You can see which secrets the Agent has resolved by running the datadog-agent secrets
command locally on your EC2 instance.
Option 3: Creating your own custom executable
You can also build your own secret retrieval executable using any language. The only requirement is that it follows the input/output format described previously.
Here is a Go example that returns dummy secrets:
package main
import (
"encoding/json"
"fmt"
"io/ioutil"
"os"
)
type secretsPayload struct {
Secrets []string `json:secrets`
Version int `json:version`
}
func main() {
data, err := ioutil.ReadAll(os.Stdin)
if err != nil {
fmt.Fprintf(os.Stderr, "Could not read from stdin: %s", err)
os.Exit(1)
}
secrets := secretsPayload{}
json.Unmarshal(data, &secrets)
res := map[string]map[string]string{}
for _, handle := range secrets.Secrets {
res[handle] = map[string]string{
"value": "decrypted_" + handle,
}
}
output, err := json.Marshal(res)
if err != nil {
fmt.Fprintf(os.Stderr, "could not serialize res: %s", err)
os.Exit(1)
}
fmt.Printf(string(output))
}
This transforms your configuration:
instances:
- server: db_prod
user: ENC[db_prod_user]
password: ENC[db_prod_password]
Into the following in memory:
instances:
- server: db_prod
user: decrypted_db_prod_user
password: decrypted_db_prod_password
Refreshing API/APP keys at runtime
Starting in Agent version v7.67, you can configure the Agent to refresh its API and APP keys at regular intervals without requiring a restart.
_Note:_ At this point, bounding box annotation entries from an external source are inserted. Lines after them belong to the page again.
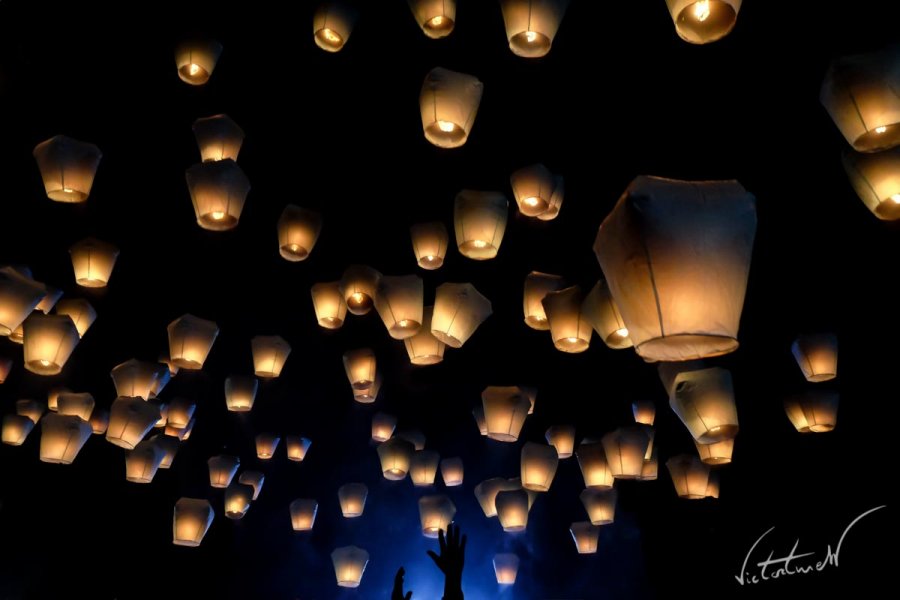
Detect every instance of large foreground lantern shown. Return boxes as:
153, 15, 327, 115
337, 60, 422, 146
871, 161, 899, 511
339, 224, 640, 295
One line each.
167, 314, 219, 370
820, 46, 900, 152
431, 283, 492, 348
500, 0, 569, 58
419, 67, 484, 148
594, 176, 756, 361
185, 158, 250, 231
33, 135, 103, 203
172, 498, 216, 548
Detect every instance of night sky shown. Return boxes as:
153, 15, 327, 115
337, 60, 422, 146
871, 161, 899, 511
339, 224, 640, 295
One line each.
0, 0, 900, 600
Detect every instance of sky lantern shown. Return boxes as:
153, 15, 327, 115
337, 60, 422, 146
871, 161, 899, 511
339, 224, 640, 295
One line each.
33, 135, 103, 203
594, 176, 756, 361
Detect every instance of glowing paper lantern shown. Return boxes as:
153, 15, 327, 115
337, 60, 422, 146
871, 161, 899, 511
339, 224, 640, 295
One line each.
820, 47, 900, 152
185, 158, 250, 231
372, 413, 397, 442
844, 148, 900, 221
419, 67, 484, 148
56, 298, 97, 337
669, 367, 738, 444
375, 275, 426, 340
666, 454, 709, 500
167, 314, 219, 370
341, 265, 381, 315
206, 454, 241, 488
481, 386, 531, 442
594, 177, 756, 361
378, 437, 414, 481
310, 281, 347, 329
23, 313, 81, 375
33, 135, 103, 203
41, 413, 91, 465
338, 483, 369, 519
290, 498, 319, 531
784, 390, 840, 433
194, 115, 244, 162
791, 333, 837, 382
225, 375, 259, 412
544, 425, 575, 458
175, 40, 222, 85
409, 221, 450, 271
409, 0, 456, 39
419, 494, 456, 538
453, 190, 509, 260
666, 0, 743, 44
278, 204, 322, 262
541, 285, 592, 353
172, 498, 216, 548
494, 553, 519, 585
313, 1, 357, 52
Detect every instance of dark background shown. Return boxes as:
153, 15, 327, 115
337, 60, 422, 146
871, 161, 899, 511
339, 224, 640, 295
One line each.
0, 0, 900, 599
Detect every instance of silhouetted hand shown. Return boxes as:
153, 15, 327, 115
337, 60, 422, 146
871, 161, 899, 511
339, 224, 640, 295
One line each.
391, 567, 412, 600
This relies on the API key and APP key being pulled as secrets.
To enable this, set secret_refresh_interval
(in seconds) in your datadog.yaml
file:
api_key: ENC[<secret_handle>]
secret_backend_command: /path/to/your/executable
secret_refresh_interval: 3600 # refresh every hour
By default the Agent randomly spreads its first refresh within the specified secret_refresh_interval
window. This
means that it resolves the API key at startup, then refreshes it within the first interval and every interval after that.
This avoids having a fleet of Agents refreshing their API/APP key at the same time.
You can disable this behavior by setting:
secret_refresh_scatter: false
To refresh manually, use:
datadog-agent secret refresh
Troubleshooting
Listing detected secrets
The secret
command in the Agent CLI shows any errors related to your setup. For example, if the rights on the executable are incorrect. It also lists all handles found, and where they are located.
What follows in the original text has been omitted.